The Long Road to Genuine AI Mastery

11 September 2024 at 17:46

In the early 1970s, programming computers involved punching holes in cards and feeding them to room-size machines that would produce results through a line printer, often hours or even days later.

This is what computing had looked like for a long time, and it was against this backdrop that a team of 29 scientists and researchers at the famed Xerox PARC created the more intimate form of computing we know today: one with a display, a keyboard, and a mouse. This computer, called Alto, was so bewilderingly different that it necessitated a new term: interactive computing.

[time-brightcove not-tgx=”true”]

Alto was viewed by some as absurdly extravagant because of its expensive components. But fast-forward 50 years, and multitrillion-dollar supply chains have sprung up to transform silica-rich sands into sophisticated, wondrous computers that live in our pockets. Interactive computing is now inextricably woven into the fabric of our lives.

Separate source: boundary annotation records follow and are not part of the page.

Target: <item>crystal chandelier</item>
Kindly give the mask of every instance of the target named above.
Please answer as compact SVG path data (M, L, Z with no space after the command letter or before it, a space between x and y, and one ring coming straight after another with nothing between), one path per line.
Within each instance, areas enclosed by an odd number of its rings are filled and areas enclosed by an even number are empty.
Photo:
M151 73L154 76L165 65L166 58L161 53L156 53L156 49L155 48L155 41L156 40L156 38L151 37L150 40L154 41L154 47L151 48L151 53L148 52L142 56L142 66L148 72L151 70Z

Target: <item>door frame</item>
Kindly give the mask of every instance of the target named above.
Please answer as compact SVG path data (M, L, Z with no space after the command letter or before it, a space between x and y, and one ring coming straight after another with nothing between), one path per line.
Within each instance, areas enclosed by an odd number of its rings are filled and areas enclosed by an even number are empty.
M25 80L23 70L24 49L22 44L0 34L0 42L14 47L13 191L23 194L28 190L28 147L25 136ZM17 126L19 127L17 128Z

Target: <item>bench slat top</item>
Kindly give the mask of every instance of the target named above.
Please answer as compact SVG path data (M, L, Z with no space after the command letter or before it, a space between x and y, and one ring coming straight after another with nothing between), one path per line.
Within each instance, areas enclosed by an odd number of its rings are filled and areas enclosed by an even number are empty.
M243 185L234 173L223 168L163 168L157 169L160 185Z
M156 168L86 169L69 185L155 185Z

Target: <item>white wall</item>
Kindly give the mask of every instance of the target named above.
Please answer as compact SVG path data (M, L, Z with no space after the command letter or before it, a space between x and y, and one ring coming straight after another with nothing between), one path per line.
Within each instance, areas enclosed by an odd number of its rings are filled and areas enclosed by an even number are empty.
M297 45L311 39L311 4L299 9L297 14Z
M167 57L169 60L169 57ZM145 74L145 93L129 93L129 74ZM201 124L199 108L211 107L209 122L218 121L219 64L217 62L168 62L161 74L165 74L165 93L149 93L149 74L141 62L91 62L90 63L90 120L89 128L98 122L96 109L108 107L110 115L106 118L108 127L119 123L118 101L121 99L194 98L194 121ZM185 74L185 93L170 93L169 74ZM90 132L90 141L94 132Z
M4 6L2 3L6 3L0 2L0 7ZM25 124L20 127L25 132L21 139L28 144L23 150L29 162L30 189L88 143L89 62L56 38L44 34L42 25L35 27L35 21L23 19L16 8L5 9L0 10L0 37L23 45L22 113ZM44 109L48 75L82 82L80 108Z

Silicon Valley is again in the grip of a fervor reminiscent of the heady days of early computing. Artificial general intelligence (AGI), an umbrella term for the ability of a software system to solve any problem without specific instructions, has become a tangible revolution almost at our doorsteps.

The rapid advancements in generative AI inspire awe, and for good reason. Just as Moore’s Law charted the trajectory of personal computing and Metcalfe’s Law predicted the growth of the internet, an exponential principle underlies the development of generative AI. The scaling laws of deep learning postulate a direct correlation between the capabilities of an AI model and the scale of both the model itself and the data used to train it.

Over the past two years, the leading AI models have undergone a staggering 100-fold increase in both dimensions, with model sizes expanding from 10 billion parameters trained on 100 billion words to 1 trillion parameters trained on over 10 trillion words.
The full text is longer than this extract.